B. The second option is to take the cheaper TBA Tigre train line ($2.10 peso round trip, as of April, 2011). Get off at the San Isidro stop where you’ll be near the main shopping street of Belgrano. From there you can explore, but beware that the streets are windy and it may be easy to lose your bearings.
C. There is also the good old Colectivo but I don’t suggest you do this unless you have plenty of free time and patience this way can take up to 2 hours. 168 line is your best bet running at an economic $1.70 pesos as of April, 2011.
What to See: Peru Beach, San Isidro Cathedral, Plaza Mitre, Baranccas antique market, crafts market
What to do: Start the day by stopping at the Barrancas Station off the Tren de la Costa line. Once getting off the train you will see a small antique market selling a mixture of Argentine Seltzer bottles, fileteria signs, brass fixtures, crystal ash trays and vintage clothing. Prices here are a lot better than the San Telmo market and the ambiance is less touristy. Plus you can see where the hispters of Palermo buy their vintage garb.
Riverside Bike Ride: On the opposite side of the market there is a little café called “Bikes and Coffee” here like the name suggests you can drink coffee and rent bikes. The food is good (waffles!) and the inked up waiters are helpful. You can rent a bike for a few hours and ride along the river on the bike path (bring your ID). Word is that if you order breakfast you can get a bike “grattis”, let us know!
Beaches and Outdoor Sports: From here you can take a walk/ride along the river to Peru Beach. Along Peru Beach if you turn left from the tren de la costa station Barrancas, you can find 2 sports centers that offer windsurfing, kayaking, rock climbing, swimming, etc. The first is Puerto Tablas and the other Mogino.
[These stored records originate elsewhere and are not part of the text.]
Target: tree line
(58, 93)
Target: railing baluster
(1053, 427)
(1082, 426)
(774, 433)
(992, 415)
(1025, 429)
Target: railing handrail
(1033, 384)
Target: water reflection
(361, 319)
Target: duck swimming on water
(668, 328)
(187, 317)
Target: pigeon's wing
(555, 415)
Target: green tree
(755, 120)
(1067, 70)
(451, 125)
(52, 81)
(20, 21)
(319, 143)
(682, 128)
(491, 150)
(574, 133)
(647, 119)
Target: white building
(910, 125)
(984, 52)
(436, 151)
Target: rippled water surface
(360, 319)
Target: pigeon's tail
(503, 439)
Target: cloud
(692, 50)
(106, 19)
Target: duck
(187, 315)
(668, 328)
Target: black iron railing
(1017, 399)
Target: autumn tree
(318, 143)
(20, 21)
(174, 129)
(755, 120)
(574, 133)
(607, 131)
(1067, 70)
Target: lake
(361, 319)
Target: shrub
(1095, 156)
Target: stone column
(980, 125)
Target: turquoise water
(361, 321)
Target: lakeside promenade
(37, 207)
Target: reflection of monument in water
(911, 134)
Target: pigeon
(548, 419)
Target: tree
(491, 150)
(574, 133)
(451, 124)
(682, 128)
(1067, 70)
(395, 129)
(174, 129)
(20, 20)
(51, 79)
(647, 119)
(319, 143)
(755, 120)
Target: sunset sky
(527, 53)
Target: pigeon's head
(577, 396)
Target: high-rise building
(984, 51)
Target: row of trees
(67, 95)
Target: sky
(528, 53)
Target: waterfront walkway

If you don’t want to get your sport on keep walking towards San Isidro, catch a glimpse of the beautiful, expansive river or better yet find a place to sit for a few hours (there’s a few public beaches) and relax with a book.
Artisan Market: If you keep walking for 15 to 20 minutes riverside you should run into the Tren de la Costa San Isidro train station. Here you want to walk away from the river and through the little shopping mall and up the steps. On a Sunday or on a holiday you will find a “feria” here, with artists selling goods like jewelry, leather, mates and more. This is my personal favorite market of Buenos Aires because prices are much more affordable and there are many more locals shopping here than other markets in the city.
Towards dusk the plaza where the feria is held begins to fill up with lots of locals sipping mate and entertainers. My personal favorite is a clown/mime that does a little show for propinas. If you don’t fancy quirky mime shows and want to head home be sure to stop by the Cathedral to your left before leaving. If you want to take the cheaper train back to Retiro you can walk up Libertador and make a right at Belgrano and in 10 blocks or so you should see the station. Also if you walk this way you can take a peek at some of the famous fancy San Isidro houses.
What to Eat: There are two popular parrillas that are frequented by the locals of San Isidro and double as pleasant scenic experiences.
The first is a Parrilla on the river right across the road from the Antique Market named Ñandu (Sebastian Elcano 648).
The other is close to the San Isidro stop on the Tren de la Costa and my personal favorite Parrilla called La Leonilda (Av. Tiscornia 802 esq. Pedro de Mendoza), super popular with the local elite. Both have cheap prices and good vibes. On the same road as La Leonilda is a hip little American style bakery called Alegre (656 Pedro de Mendoza) believe me, try one of the cakes.
So there you have it, a beautiful day spent in the burbs’. I hope you enjoy your day trip and let us know if you discover anything else in San Isidro!